Geometric regularization of autoencoders via observed stochastic dynamics

Stochastic dynamical systems with slow or metastable behavior evolve, on long time scales, on an unknown low-dimensional manifold in high-dimensional ambient space. Building a reduced simulator from short-burst ambient ensembles is a long-standing problem: local-chart methods like ATLAS suffer from exponential landmark scaling and per-step reprojection, while autoencoder alternatives leave tangent-bundle geometry poorly constrained, and the errors propagate into the learned drift and diffusion. We observe that the ambient covariance~$Λ$ already encodes coordinate-invariant tangent-space information, its range spanning the tangent bundle. Using this, we construct a tangent-bundle penalty and an inverse-consistency penalty for a three-stage pipeline (chart learning, latent drift, latent diffusion) that learns a single nonlinear chart and the latent SDE. The penalties induce a function-space metric, the $ρ$-metric, strictly weaker than the Sobolev $H^1$ norm yet achieving the same chart-quality generalization rate up to logarithmic factors. For the drift, we derive an encoder-pullback target via Itô's formula on the learned encoder and prove a bias decomposition showing the standard decoder-side formula carries systematic error for any imperfect chart. Under a $W^{2,\infty}$ chart-convergence assumption, chart-level error propagates controllably to weak convergence of the ambient dynamics and to convergence of radial mean first-passage times. Experiments on four surfaces embedded in up to $201$ ambient dimensions reduce radial MFPT error by $50$--$70\%$ under rotation dynamics and achieve the lowest inter-well MFPT error on most surface--transition pairs under metastable Müller--Brown Langevin dynamics, while reducing end-to-end ambient coefficient errors by up to an order of magnitude relative to an unregularized autoencoder.

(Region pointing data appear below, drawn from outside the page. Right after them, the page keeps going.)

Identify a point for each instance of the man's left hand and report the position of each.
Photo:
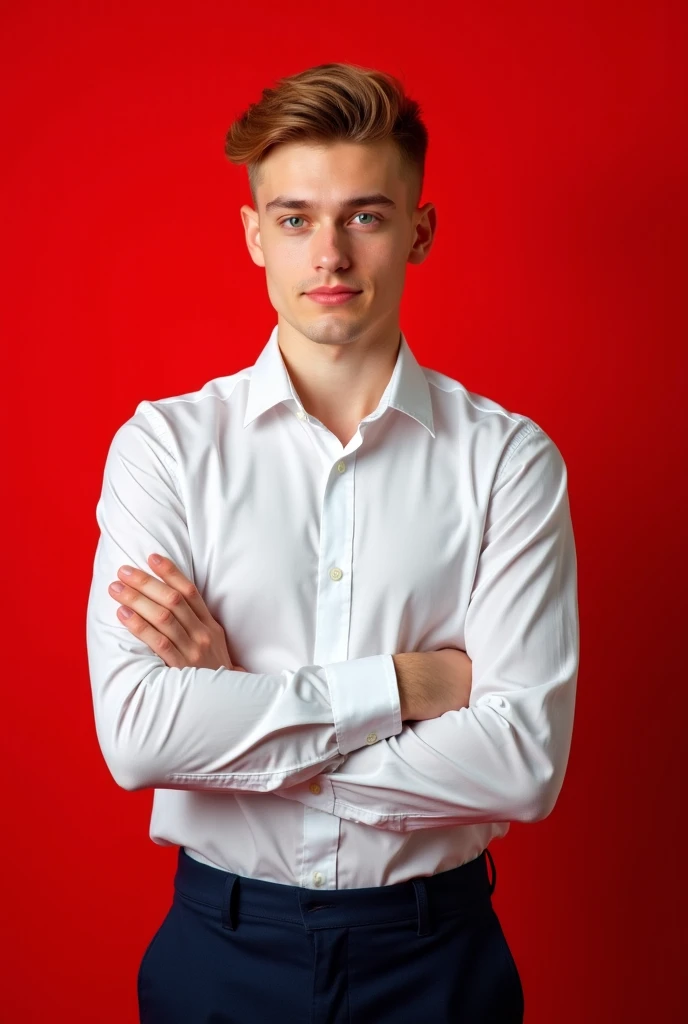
(171, 616)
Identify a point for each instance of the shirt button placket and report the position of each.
(333, 616)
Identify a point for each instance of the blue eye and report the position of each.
(367, 224)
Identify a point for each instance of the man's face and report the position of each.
(364, 246)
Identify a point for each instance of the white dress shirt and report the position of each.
(443, 522)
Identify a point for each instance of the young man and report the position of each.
(390, 560)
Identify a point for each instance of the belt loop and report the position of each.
(423, 907)
(493, 882)
(229, 901)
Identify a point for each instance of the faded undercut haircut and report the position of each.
(327, 103)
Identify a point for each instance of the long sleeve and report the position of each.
(504, 757)
(202, 728)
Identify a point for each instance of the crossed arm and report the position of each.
(196, 726)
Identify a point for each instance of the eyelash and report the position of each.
(295, 216)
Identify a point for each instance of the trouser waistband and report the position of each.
(460, 890)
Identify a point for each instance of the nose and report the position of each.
(329, 250)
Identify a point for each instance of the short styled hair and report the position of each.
(327, 103)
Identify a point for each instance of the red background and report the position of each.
(556, 286)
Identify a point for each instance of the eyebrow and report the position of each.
(287, 203)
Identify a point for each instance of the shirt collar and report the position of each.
(407, 388)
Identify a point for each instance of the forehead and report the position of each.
(330, 170)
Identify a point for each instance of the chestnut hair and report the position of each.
(327, 103)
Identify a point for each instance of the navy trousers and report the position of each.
(239, 950)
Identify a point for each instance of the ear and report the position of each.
(252, 231)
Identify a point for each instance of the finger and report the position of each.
(161, 617)
(175, 579)
(165, 595)
(158, 643)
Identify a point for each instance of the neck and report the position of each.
(340, 381)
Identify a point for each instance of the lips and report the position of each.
(333, 291)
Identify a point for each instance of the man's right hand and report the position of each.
(432, 682)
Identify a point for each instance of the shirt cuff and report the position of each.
(366, 701)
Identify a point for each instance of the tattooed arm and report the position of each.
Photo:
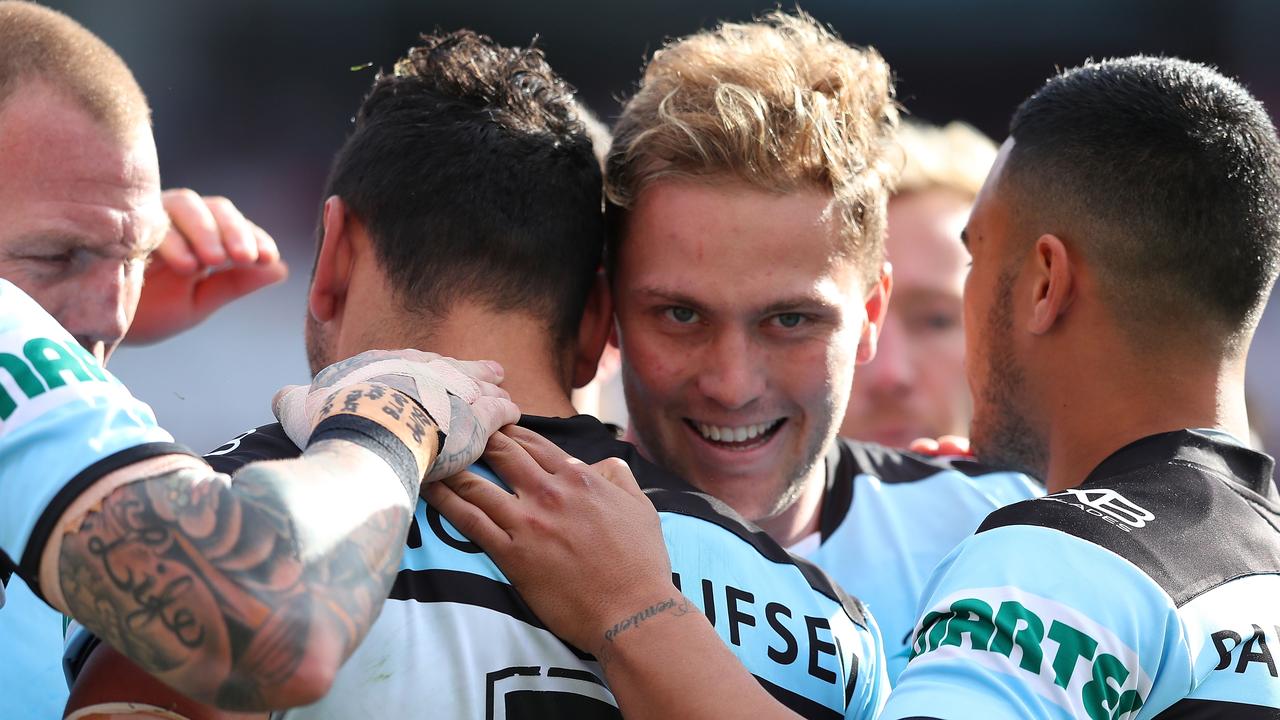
(248, 592)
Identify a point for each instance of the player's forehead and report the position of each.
(731, 241)
(68, 181)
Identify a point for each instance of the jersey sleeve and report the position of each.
(871, 686)
(1032, 623)
(64, 423)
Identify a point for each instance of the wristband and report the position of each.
(387, 422)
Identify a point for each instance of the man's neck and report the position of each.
(801, 519)
(520, 343)
(1110, 415)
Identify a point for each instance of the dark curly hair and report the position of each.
(474, 174)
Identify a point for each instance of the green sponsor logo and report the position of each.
(45, 364)
(972, 623)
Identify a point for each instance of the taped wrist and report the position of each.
(385, 422)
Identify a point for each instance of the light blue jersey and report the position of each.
(890, 516)
(1152, 589)
(64, 422)
(455, 639)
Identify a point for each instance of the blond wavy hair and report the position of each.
(780, 104)
(955, 156)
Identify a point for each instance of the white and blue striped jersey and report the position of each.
(890, 516)
(1152, 589)
(455, 639)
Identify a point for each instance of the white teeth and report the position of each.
(722, 433)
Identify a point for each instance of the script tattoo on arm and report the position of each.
(206, 583)
(672, 606)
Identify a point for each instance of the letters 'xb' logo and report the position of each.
(1114, 505)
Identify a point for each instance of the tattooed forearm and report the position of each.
(672, 606)
(205, 583)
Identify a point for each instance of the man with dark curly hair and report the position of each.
(464, 215)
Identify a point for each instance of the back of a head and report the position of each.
(472, 172)
(1166, 176)
(780, 104)
(954, 156)
(37, 44)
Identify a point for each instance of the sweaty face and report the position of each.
(739, 327)
(915, 386)
(80, 212)
(1002, 431)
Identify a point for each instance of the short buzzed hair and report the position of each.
(37, 44)
(1166, 176)
(780, 104)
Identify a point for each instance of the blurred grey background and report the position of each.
(251, 99)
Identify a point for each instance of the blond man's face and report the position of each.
(740, 326)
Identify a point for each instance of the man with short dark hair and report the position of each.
(464, 215)
(1123, 249)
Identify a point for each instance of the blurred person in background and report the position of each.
(464, 214)
(602, 397)
(915, 386)
(1124, 247)
(748, 273)
(83, 228)
(96, 500)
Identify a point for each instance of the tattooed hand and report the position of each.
(462, 399)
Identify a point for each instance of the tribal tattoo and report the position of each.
(205, 583)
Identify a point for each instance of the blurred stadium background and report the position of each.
(251, 99)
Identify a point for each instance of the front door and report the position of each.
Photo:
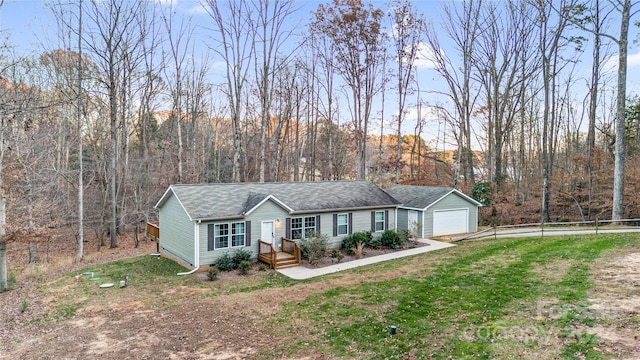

翻译：具有慢变或亚稳态行为的随机动力系统在长时间尺度上，会在高维环境空间中一个未知的低维流形上演化。从短时环境系综构建约化模拟器是一个长期存在的问题：像ATLAS这样的局部图方法面临指数级地标缩放和每步重投影问题，而自编码器替代方案对切丛几何约束不足，且误差会传播到学习的漂移和扩散项中。我们观察到环境协方差矩阵Λ已编码了坐标不变的切空间信息，其值域张成了切丛。基于此，我们为三阶段流程（图学习、潜漂移、潜扩散）构建了切丛惩罚项和逆一致性惩罚项，从而学习单个非线性图和潜SDE。这些惩罚项诱导出一个函数空间度量（ρ-度量），其严格弱于Sobolev H¹范数，但在对数因子范围内实现了相同的图质量泛化率。对于漂移项，我们通过在学习编码器上应用伊藤公式推导出编码器拉回目标，并证明了偏差分解，表明标准解码器侧公式对于任何不完美图都存在系统性误差。在W^{2,∞}图收敛假设下，图级误差可控地传播到环境动力学的弱收敛和径向平均首达时间的收敛。在嵌入高达201维环境空间的四个曲面上的实验中，旋转动力学下的径向MFPT误差降低了50%-70%，且在亚稳态Müller-Brown Langevin动力学下，大多数曲面-转移对的井间MFPT误差达到最低；同时，相对于未正则化的自编码器，端到端环境系数误差降低了一个数量级。